L. v. BEETHOVEN Symphonie n°7 en la M op. 92
Philippe Herreweghe, direction
Si la composition de la Symphonie « Inachevée » en si mineur D. 759 de Schubert a commencé en 1822 (en remerciements à la Société musicale de Styrie qui venait de le faire membre d’honneur), sa création a eu lieu seulement en 1865, près de 40 ans après la mort du compositeur. Seuls les deux premiers mouvements Allegro moderato et Andante con moto ont été terminés. L’esquisse pianistique du Scherzo ainsi que deux pages orchestrées et une ligne mélodique pour la première partie du trio qui nous sont parvenues ont donné lieu à diverses tentatives de complétion. Et c’est l’Entracte en si mineur de Rosamunde qui servit de Finale lors de la création. Ce sont aujourd’hui les deux premiers mouvements seulement qui sont interprétés. Leur puissance dramatique inouïe a offert une postérité inattendue non seulement à ce « demi » chef d’œuvre mais a surtout grandement participé à construire la renommée universelle de son auteur.

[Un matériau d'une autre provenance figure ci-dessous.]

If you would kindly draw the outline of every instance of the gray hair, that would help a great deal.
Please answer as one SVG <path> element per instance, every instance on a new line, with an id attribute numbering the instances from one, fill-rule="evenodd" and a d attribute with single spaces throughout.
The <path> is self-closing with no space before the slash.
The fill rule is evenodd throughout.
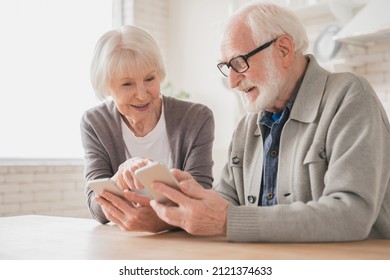
<path id="1" fill-rule="evenodd" d="M 147 68 L 154 68 L 164 81 L 161 50 L 148 32 L 132 25 L 106 32 L 96 44 L 91 64 L 91 83 L 97 98 L 104 100 L 110 95 L 112 79 Z"/>
<path id="2" fill-rule="evenodd" d="M 241 19 L 252 32 L 255 44 L 260 45 L 280 35 L 289 35 L 295 44 L 295 53 L 304 54 L 309 40 L 302 22 L 287 8 L 257 2 L 241 7 L 231 18 L 230 23 Z"/>

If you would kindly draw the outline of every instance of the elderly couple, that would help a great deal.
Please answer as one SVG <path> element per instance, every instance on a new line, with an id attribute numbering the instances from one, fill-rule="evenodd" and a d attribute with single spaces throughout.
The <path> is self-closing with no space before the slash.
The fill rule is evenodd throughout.
<path id="1" fill-rule="evenodd" d="M 125 231 L 181 228 L 236 242 L 389 239 L 387 115 L 364 78 L 327 72 L 307 47 L 302 23 L 283 7 L 255 3 L 231 16 L 217 66 L 248 112 L 212 187 L 211 110 L 161 95 L 165 66 L 147 32 L 104 34 L 91 80 L 110 100 L 81 121 L 85 176 L 112 178 L 124 198 L 87 187 L 91 215 Z M 180 191 L 152 184 L 175 204 L 131 191 L 143 188 L 135 170 L 152 161 L 179 182 Z"/>

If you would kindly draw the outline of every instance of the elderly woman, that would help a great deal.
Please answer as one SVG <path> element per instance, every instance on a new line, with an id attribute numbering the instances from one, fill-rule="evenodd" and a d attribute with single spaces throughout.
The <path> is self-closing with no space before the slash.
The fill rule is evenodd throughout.
<path id="1" fill-rule="evenodd" d="M 149 206 L 149 197 L 126 191 L 140 188 L 134 171 L 150 161 L 188 171 L 204 188 L 212 187 L 213 114 L 204 105 L 163 96 L 165 75 L 159 46 L 143 29 L 123 26 L 97 43 L 92 86 L 99 99 L 109 99 L 81 120 L 85 178 L 112 178 L 125 194 L 97 197 L 86 187 L 89 210 L 100 223 L 129 231 L 171 228 Z"/>

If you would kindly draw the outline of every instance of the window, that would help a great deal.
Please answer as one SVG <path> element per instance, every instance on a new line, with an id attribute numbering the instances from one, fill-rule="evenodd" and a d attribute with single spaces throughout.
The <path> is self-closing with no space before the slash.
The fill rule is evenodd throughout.
<path id="1" fill-rule="evenodd" d="M 0 1 L 0 159 L 83 157 L 89 67 L 112 22 L 108 0 Z"/>

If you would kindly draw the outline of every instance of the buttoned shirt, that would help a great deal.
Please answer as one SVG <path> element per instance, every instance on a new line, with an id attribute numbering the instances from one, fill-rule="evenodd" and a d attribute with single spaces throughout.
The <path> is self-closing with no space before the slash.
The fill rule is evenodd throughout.
<path id="1" fill-rule="evenodd" d="M 264 126 L 264 156 L 263 156 L 263 176 L 260 188 L 260 206 L 271 206 L 278 204 L 276 198 L 276 178 L 279 164 L 279 143 L 284 124 L 286 123 L 291 108 L 294 104 L 300 82 L 286 107 L 279 112 L 271 113 L 264 111 L 260 118 L 260 125 Z"/>

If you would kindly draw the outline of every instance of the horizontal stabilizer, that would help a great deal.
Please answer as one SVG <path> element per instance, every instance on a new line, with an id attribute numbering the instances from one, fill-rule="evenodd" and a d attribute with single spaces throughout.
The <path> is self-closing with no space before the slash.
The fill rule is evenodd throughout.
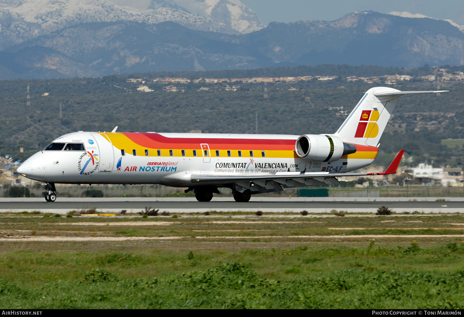
<path id="1" fill-rule="evenodd" d="M 388 166 L 387 170 L 383 173 L 379 173 L 379 175 L 386 175 L 389 174 L 396 174 L 396 170 L 398 168 L 400 162 L 401 162 L 401 158 L 403 157 L 403 154 L 405 152 L 404 150 L 401 150 L 400 153 L 396 155 L 393 161 Z M 369 174 L 367 174 L 369 175 Z"/>
<path id="2" fill-rule="evenodd" d="M 191 181 L 193 183 L 208 183 L 210 184 L 221 184 L 225 182 L 232 182 L 237 183 L 239 182 L 253 182 L 258 181 L 266 181 L 278 179 L 316 179 L 322 178 L 324 179 L 327 178 L 340 177 L 342 176 L 366 176 L 369 175 L 386 175 L 389 174 L 395 174 L 398 168 L 403 153 L 405 150 L 401 150 L 396 155 L 394 159 L 383 173 L 329 173 L 328 172 L 309 172 L 302 173 L 297 172 L 280 172 L 276 174 L 262 174 L 256 175 L 192 175 Z M 264 183 L 265 184 L 265 183 Z M 243 186 L 242 186 L 243 187 Z"/>
<path id="3" fill-rule="evenodd" d="M 391 96 L 395 95 L 413 95 L 414 94 L 430 94 L 431 93 L 446 92 L 449 90 L 424 90 L 424 91 L 384 91 L 374 94 L 375 96 Z"/>

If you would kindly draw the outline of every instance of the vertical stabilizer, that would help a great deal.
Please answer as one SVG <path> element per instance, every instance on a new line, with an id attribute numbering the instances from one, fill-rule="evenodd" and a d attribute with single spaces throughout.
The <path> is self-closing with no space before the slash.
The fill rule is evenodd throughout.
<path id="1" fill-rule="evenodd" d="M 403 95 L 432 91 L 401 91 L 388 87 L 374 87 L 365 94 L 337 131 L 344 142 L 375 146 Z"/>

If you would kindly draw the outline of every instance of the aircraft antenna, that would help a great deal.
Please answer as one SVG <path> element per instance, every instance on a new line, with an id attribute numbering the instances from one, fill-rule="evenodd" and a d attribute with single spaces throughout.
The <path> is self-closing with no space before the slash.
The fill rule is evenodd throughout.
<path id="1" fill-rule="evenodd" d="M 264 80 L 264 100 L 267 100 L 267 79 Z"/>
<path id="2" fill-rule="evenodd" d="M 256 112 L 256 134 L 258 134 L 258 112 Z"/>
<path id="3" fill-rule="evenodd" d="M 31 95 L 29 94 L 29 84 L 27 83 L 27 95 L 26 96 L 26 107 L 31 106 Z"/>

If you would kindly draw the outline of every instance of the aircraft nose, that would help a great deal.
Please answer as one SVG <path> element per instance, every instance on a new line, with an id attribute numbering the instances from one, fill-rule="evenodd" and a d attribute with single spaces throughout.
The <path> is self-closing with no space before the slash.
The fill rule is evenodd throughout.
<path id="1" fill-rule="evenodd" d="M 32 166 L 32 162 L 30 159 L 26 159 L 22 164 L 20 165 L 16 171 L 19 174 L 26 174 L 26 173 L 30 174 L 31 172 L 33 171 Z"/>
<path id="2" fill-rule="evenodd" d="M 26 177 L 40 178 L 45 175 L 46 165 L 44 157 L 40 154 L 35 154 L 20 165 L 16 172 Z"/>

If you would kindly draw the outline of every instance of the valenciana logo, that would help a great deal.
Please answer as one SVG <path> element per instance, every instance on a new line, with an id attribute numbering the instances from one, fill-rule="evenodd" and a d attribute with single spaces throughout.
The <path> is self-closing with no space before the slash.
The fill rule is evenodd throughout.
<path id="1" fill-rule="evenodd" d="M 377 110 L 363 110 L 355 138 L 375 138 L 379 134 L 379 126 L 376 123 L 380 116 Z"/>
<path id="2" fill-rule="evenodd" d="M 98 154 L 94 153 L 93 151 L 91 153 L 87 151 L 81 154 L 77 161 L 77 170 L 79 171 L 79 173 L 81 175 L 89 175 L 97 171 L 99 164 L 98 156 Z M 87 158 L 89 158 L 86 160 Z"/>
<path id="3" fill-rule="evenodd" d="M 122 156 L 120 158 L 119 158 L 119 160 L 117 161 L 117 163 L 116 163 L 116 168 L 117 169 L 118 171 L 121 171 L 121 164 L 122 161 Z"/>

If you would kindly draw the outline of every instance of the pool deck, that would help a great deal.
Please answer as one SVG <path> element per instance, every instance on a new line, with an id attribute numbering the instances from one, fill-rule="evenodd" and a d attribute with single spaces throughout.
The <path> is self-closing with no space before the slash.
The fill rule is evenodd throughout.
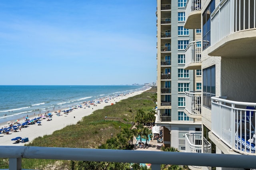
<path id="1" fill-rule="evenodd" d="M 136 137 L 134 137 L 133 139 L 133 141 L 134 142 L 134 143 L 136 143 L 137 142 L 137 139 Z M 158 143 L 157 140 L 152 139 L 149 142 L 148 144 L 148 148 L 134 148 L 133 150 L 149 150 L 149 151 L 160 151 L 161 149 L 158 149 L 157 145 L 161 145 L 163 143 Z"/>

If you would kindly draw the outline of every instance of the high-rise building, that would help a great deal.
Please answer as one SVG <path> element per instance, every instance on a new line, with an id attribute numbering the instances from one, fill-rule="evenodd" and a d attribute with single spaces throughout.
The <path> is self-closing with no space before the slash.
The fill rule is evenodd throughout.
<path id="1" fill-rule="evenodd" d="M 256 2 L 186 3 L 184 27 L 202 34 L 184 68 L 200 70 L 202 83 L 186 92 L 184 112 L 200 115 L 202 131 L 186 134 L 186 151 L 255 155 Z"/>
<path id="2" fill-rule="evenodd" d="M 197 67 L 198 70 L 185 69 L 186 61 L 191 60 L 191 56 L 186 56 L 187 49 L 194 44 L 196 48 L 200 48 L 201 32 L 184 27 L 186 0 L 157 2 L 156 123 L 163 127 L 165 146 L 185 151 L 185 134 L 201 132 L 201 115 L 189 117 L 184 111 L 187 102 L 185 92 L 194 92 L 201 88 L 200 66 Z"/>

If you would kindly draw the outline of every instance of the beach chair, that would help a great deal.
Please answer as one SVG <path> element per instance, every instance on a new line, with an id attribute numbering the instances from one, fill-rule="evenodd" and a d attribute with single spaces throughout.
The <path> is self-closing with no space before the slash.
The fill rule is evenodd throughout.
<path id="1" fill-rule="evenodd" d="M 255 136 L 254 135 L 254 137 L 255 139 Z M 236 133 L 235 138 L 235 147 L 237 149 L 243 152 L 255 153 L 255 144 L 251 141 L 250 140 L 252 139 L 249 139 L 248 140 L 250 140 L 249 141 L 246 141 L 244 139 Z"/>
<path id="2" fill-rule="evenodd" d="M 255 110 L 255 107 L 253 106 L 246 106 L 246 109 L 247 110 Z M 255 128 L 254 126 L 252 124 L 252 122 L 250 121 L 250 119 L 251 121 L 252 120 L 252 117 L 253 116 L 253 115 L 255 111 L 252 111 L 252 110 L 246 110 L 246 113 L 244 115 L 244 116 L 243 116 L 242 117 L 242 119 L 239 120 L 239 122 L 238 123 L 238 126 L 239 127 L 240 125 L 240 123 L 250 123 L 251 126 L 252 127 L 252 129 L 254 131 L 255 130 Z M 247 129 L 247 131 L 250 131 L 250 127 L 249 129 Z"/>

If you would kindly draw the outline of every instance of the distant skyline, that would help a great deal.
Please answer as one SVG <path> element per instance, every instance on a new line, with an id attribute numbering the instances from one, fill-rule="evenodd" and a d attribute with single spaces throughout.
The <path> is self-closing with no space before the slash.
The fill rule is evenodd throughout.
<path id="1" fill-rule="evenodd" d="M 0 85 L 156 80 L 154 0 L 0 1 Z"/>

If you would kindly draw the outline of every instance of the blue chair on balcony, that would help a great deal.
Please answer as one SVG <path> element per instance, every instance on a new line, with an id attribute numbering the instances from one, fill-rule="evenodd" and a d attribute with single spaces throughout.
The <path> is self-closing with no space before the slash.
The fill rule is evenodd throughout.
<path id="1" fill-rule="evenodd" d="M 246 110 L 255 110 L 256 109 L 255 107 L 253 106 L 246 106 Z M 252 127 L 252 130 L 254 131 L 251 132 L 251 133 L 254 133 L 254 131 L 255 130 L 255 128 L 254 126 L 252 123 L 251 121 L 250 121 L 250 117 L 251 121 L 252 120 L 252 117 L 253 117 L 253 115 L 255 111 L 251 111 L 251 110 L 246 110 L 246 111 L 245 115 L 243 117 L 242 117 L 242 119 L 239 120 L 239 122 L 238 123 L 238 126 L 239 127 L 240 125 L 240 123 L 250 123 L 251 126 Z M 249 129 L 247 129 L 247 131 L 250 131 Z"/>

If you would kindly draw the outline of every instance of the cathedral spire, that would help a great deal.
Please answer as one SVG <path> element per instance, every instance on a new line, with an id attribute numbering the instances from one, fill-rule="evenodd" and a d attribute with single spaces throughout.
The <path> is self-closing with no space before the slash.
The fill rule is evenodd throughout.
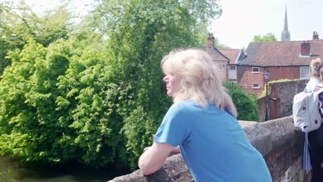
<path id="1" fill-rule="evenodd" d="M 287 7 L 285 8 L 285 21 L 284 21 L 284 30 L 282 32 L 282 41 L 291 41 L 291 34 L 288 31 L 288 26 L 287 24 Z"/>

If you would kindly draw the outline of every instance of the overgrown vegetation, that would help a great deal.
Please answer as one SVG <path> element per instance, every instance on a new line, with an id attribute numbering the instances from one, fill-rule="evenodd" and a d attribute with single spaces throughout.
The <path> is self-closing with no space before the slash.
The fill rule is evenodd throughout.
<path id="1" fill-rule="evenodd" d="M 171 104 L 162 56 L 199 46 L 221 14 L 217 0 L 103 0 L 72 26 L 63 6 L 1 6 L 0 154 L 133 168 Z"/>
<path id="2" fill-rule="evenodd" d="M 217 0 L 97 3 L 78 25 L 65 5 L 43 16 L 0 5 L 1 154 L 135 168 L 171 105 L 162 56 L 200 46 L 221 14 Z M 228 89 L 238 119 L 257 121 L 253 99 Z"/>
<path id="3" fill-rule="evenodd" d="M 258 105 L 255 96 L 245 92 L 233 83 L 225 83 L 238 112 L 238 120 L 258 121 Z"/>

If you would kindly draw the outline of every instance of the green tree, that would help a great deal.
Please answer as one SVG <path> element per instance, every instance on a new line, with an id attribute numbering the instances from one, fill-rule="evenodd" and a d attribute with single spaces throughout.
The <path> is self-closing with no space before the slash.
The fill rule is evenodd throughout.
<path id="1" fill-rule="evenodd" d="M 21 50 L 30 39 L 47 47 L 60 39 L 67 39 L 71 26 L 71 14 L 66 3 L 45 12 L 35 13 L 23 1 L 8 1 L 0 4 L 0 75 L 11 61 L 6 58 L 9 51 Z"/>
<path id="2" fill-rule="evenodd" d="M 253 37 L 254 42 L 268 42 L 268 41 L 277 41 L 276 37 L 273 33 L 267 33 L 264 36 L 255 35 Z"/>
<path id="3" fill-rule="evenodd" d="M 197 46 L 220 13 L 216 0 L 102 0 L 67 40 L 31 36 L 0 80 L 0 153 L 136 168 L 171 104 L 163 55 Z"/>
<path id="4" fill-rule="evenodd" d="M 122 91 L 116 110 L 127 150 L 120 155 L 133 167 L 170 105 L 162 81 L 162 56 L 198 46 L 200 26 L 220 12 L 217 1 L 173 0 L 102 1 L 93 12 L 117 68 L 114 83 Z"/>
<path id="5" fill-rule="evenodd" d="M 232 83 L 225 83 L 238 113 L 237 119 L 258 121 L 258 107 L 256 98 L 245 92 L 241 88 Z"/>

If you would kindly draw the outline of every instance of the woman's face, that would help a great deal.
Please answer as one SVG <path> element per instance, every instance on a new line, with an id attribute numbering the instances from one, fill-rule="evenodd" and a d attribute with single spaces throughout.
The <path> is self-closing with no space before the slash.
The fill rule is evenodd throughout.
<path id="1" fill-rule="evenodd" d="M 182 89 L 181 81 L 182 78 L 173 74 L 168 73 L 163 79 L 164 82 L 166 84 L 167 94 L 173 97 Z"/>

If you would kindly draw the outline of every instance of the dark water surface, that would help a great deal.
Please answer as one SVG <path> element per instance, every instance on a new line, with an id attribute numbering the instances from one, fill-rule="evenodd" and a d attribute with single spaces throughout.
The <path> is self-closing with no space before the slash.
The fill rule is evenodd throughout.
<path id="1" fill-rule="evenodd" d="M 101 182 L 130 173 L 128 169 L 90 168 L 77 163 L 64 165 L 22 165 L 9 156 L 0 156 L 1 182 Z"/>

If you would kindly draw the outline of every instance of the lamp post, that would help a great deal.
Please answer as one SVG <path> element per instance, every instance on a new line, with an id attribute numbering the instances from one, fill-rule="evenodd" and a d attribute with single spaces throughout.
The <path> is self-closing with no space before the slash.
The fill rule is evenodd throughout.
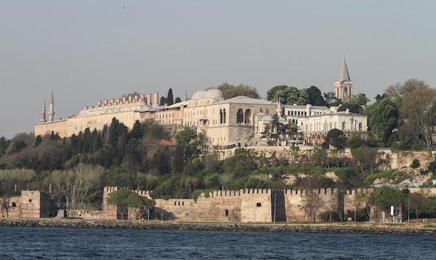
<path id="1" fill-rule="evenodd" d="M 277 192 L 274 194 L 274 222 L 276 222 L 276 206 L 277 206 Z"/>
<path id="2" fill-rule="evenodd" d="M 351 190 L 355 190 L 355 189 L 353 188 L 351 188 Z M 355 224 L 356 223 L 356 193 L 355 192 L 354 194 L 354 202 L 355 202 Z"/>

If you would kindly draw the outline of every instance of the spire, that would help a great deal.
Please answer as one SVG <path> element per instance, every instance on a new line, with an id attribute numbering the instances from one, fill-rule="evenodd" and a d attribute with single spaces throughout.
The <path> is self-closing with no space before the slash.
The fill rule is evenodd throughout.
<path id="1" fill-rule="evenodd" d="M 54 120 L 54 101 L 53 99 L 53 86 L 52 86 L 52 99 L 50 99 L 50 106 L 49 108 L 49 121 Z"/>
<path id="2" fill-rule="evenodd" d="M 338 81 L 342 82 L 343 81 L 350 81 L 350 74 L 348 74 L 348 69 L 347 68 L 347 63 L 345 63 L 345 56 L 343 56 L 343 60 L 342 60 L 342 65 L 339 70 L 339 75 L 338 75 Z"/>
<path id="3" fill-rule="evenodd" d="M 42 111 L 41 112 L 41 123 L 47 122 L 45 119 L 45 95 L 42 95 Z"/>

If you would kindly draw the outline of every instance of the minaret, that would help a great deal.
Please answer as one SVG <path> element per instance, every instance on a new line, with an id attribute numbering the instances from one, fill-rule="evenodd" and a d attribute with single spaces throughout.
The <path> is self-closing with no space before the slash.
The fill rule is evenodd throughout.
<path id="1" fill-rule="evenodd" d="M 49 121 L 54 120 L 54 101 L 53 99 L 53 87 L 52 87 L 52 99 L 50 100 L 50 107 L 49 108 Z"/>
<path id="2" fill-rule="evenodd" d="M 45 96 L 42 96 L 42 111 L 41 113 L 41 123 L 47 122 L 45 119 Z"/>
<path id="3" fill-rule="evenodd" d="M 334 81 L 334 96 L 336 99 L 345 101 L 352 95 L 352 81 L 350 79 L 348 68 L 345 63 L 345 56 L 343 56 L 342 65 L 339 70 L 338 79 Z"/>
<path id="4" fill-rule="evenodd" d="M 277 113 L 277 115 L 279 117 L 281 117 L 281 103 L 280 103 L 280 99 L 279 99 L 279 102 L 277 103 L 277 109 L 276 110 Z"/>

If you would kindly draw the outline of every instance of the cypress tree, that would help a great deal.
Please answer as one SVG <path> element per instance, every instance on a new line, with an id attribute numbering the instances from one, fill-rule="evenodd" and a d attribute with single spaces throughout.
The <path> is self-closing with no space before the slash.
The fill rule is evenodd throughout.
<path id="1" fill-rule="evenodd" d="M 171 106 L 173 104 L 174 104 L 172 88 L 170 88 L 169 90 L 168 90 L 168 95 L 166 96 L 166 103 L 168 103 L 168 106 Z"/>

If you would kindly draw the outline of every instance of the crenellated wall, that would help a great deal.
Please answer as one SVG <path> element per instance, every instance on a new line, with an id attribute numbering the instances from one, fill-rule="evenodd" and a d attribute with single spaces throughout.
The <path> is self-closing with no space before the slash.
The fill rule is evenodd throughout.
<path id="1" fill-rule="evenodd" d="M 117 219 L 116 208 L 106 202 L 107 195 L 117 190 L 117 187 L 105 187 L 103 200 L 103 218 Z M 150 192 L 133 190 L 141 196 L 150 197 Z M 318 209 L 316 220 L 320 221 L 319 213 L 343 207 L 343 211 L 355 209 L 355 193 L 372 192 L 371 189 L 343 191 L 338 204 L 338 190 L 332 188 L 319 190 L 271 190 L 243 189 L 239 190 L 214 190 L 201 194 L 196 201 L 192 199 L 155 199 L 156 205 L 150 219 L 186 222 L 270 222 L 313 221 L 304 210 L 304 198 L 309 193 L 318 193 L 321 207 Z M 128 218 L 133 219 L 130 211 Z M 127 218 L 127 216 L 125 216 Z M 118 216 L 118 218 L 120 216 Z"/>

À cette « Œuvre "immobile" dans son tournoiement de thèmes ressassés », comme Patrick Szernovicz décrivait l'« Inachevée », succède ici le tourbillon de l’« Apothéose de la Danse », selon les mots de Richard Wagner. Composée entre 1811 et 1812, la Septième symphonie est donnée pour la première fois le 8 décembre 1813 dans la grande salle de l’Université à Vienne. La création est un succès total : l’Allegretto est joué deux fois de suite tant le public est enthousiaste. Les premières esquisses de l’automne 1811 montrent un travail d’abord axé autour de motifs rythmiques. Ceux-ci forment la pierre angulaire de chaque mouvement, lesquels sont construits principalement autour d’une ou deux cellules spécifiques. Le « pôle de référence » est moins ici l’élément mélodique ou le timbre que la « configuration rythmique ». L’œuvre est caractérisée par une grande vitalité et une dynamique quasiment ininterrompue, emportant l’auditeur, en particulier dans le final, dans un mouvement proche de la transe. Les cordes graves, dont Beethoven a exigé qu’elles soient étoffées et renforcées à la lumière des premières répétitions organisées dans les appartements de l’archiduc Rodolphe le 21 avril 1813, impulsent, comme autant de battements de cœur, l’énergie vitale de cette symphonie où le rythme est roi.